NEW YORK (Reuters) – Equity markets around the world seesawed on Wednesday as the prior day’s rally on economic and vaccine hopes faded, while fresh coronavirus outbreaks and rising geopolitical tensions in Asia boosted demand for the dollar and safe-haven debt.
Optimism over a quick economic recovery has been tempered by more global cases of the coronavirus, with an outbreak in Beijing and a rising tide of infections in U.S. states that are reopening their economies giving investors pause.
U.S. Treasury yields edged lower and crude prices fell on concerns over the fresh outbreaks, but drew some support from stimulus measures and positive tests of a drug trial for dexamethasone that could save some critically ill COVID-19 patients.
The dollar rose from early lows as investors wary of wider geopolitical risks sought its relative safety ahead of remarks by Federal Reserve Chair Jerome Powell during a second day of testimony before Congress.
Rising tensions between North Korea and South Korea spurred demand for safe-havens, as did clashes between Indian and Chinese troops at a disputed border site.
After the sharp 50-day rally in equities from March lows, a period of several months where the market doesn’t do much can be expected, said Michael Arone, chief investment strategist at State Street Global Advisors in Boston.
“We’re seeing that struggle, that tug of war, that friction play out already this month,” Arone said. “June hasn’t been a straight shot to the moon. That’s what you’re likely going to see for the balance of the summer, not a bad thing.”
European shares climbed further, adding to their best gains in almost a month a day earlier, but the Nikkei in Tokyo eased 0.5% after posting its biggest daily gain in three months the prior day.
MSCI’s gauge of stocks across the globe gained 0.20% but was likely to be pulled lower as U.S. stocks, which account for more than half the world benchmark’s performance, were mixed.

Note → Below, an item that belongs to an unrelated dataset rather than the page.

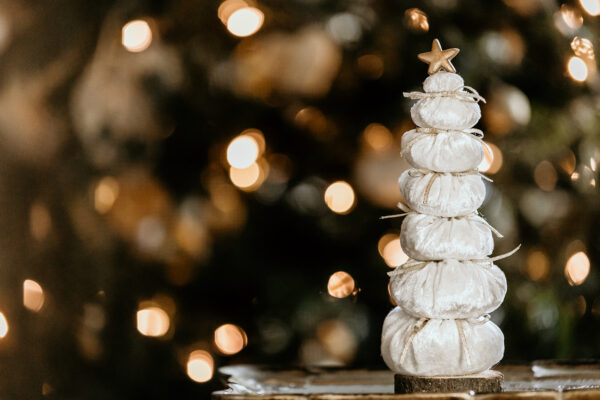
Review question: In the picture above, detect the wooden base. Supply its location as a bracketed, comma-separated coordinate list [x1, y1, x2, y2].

The pan-European STOXX 600 index rose 0.67% and emerging market stocks rose 0.32%.
On Wall Street, the Dow Jones Industrial Average fell 41.27 points, or 0.16%, to 26,248.71 and the S&P 500 gained 0.63 points, or 0.02%, to 3,125.37. The Nasdaq Composite added 49.49 points, or 0.5%, to 9,945.36.
Chinese blue chips recovered from an early dip to finish steady despite Beijing’s worst resurgence in COVID-19 cases in four months.

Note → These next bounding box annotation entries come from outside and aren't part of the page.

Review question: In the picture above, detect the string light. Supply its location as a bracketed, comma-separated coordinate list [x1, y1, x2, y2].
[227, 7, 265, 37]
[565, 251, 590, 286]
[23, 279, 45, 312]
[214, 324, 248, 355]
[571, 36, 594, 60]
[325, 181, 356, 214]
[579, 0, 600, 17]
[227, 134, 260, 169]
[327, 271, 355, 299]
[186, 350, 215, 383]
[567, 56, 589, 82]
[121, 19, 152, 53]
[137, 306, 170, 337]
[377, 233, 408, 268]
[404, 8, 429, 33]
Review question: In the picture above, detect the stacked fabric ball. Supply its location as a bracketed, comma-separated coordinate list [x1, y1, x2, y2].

“The tension between better economic data and rising COVID-19 cases continues to drive market volatility,” said Antoine Bouvet, senior rates strategist at ING in London.
The dollar index rose 0.319%, with the euro down 0.44% to $1.1213. The Japanese yen strengthened 0.08% versus the greenback at 107.27 per dollar.
Thirty-year Treasury yields were up 2 basis points at 1.55%, having risen by the most in a month on Tuesday, while 10-year German Bunds led similar moves across Europe. [GVD/EUR]
Oil prices swung in and out of the red amid an increase in U.S. crude inventories. They had climbed 3% on Tuesday after the International Energy Agency (IEA) raised its oil demand forecast for 2020. [O/R]
U.S. crude fell 1.38% to $37.85 per barrel and Brent was at $40.60, down 0.88% on the day.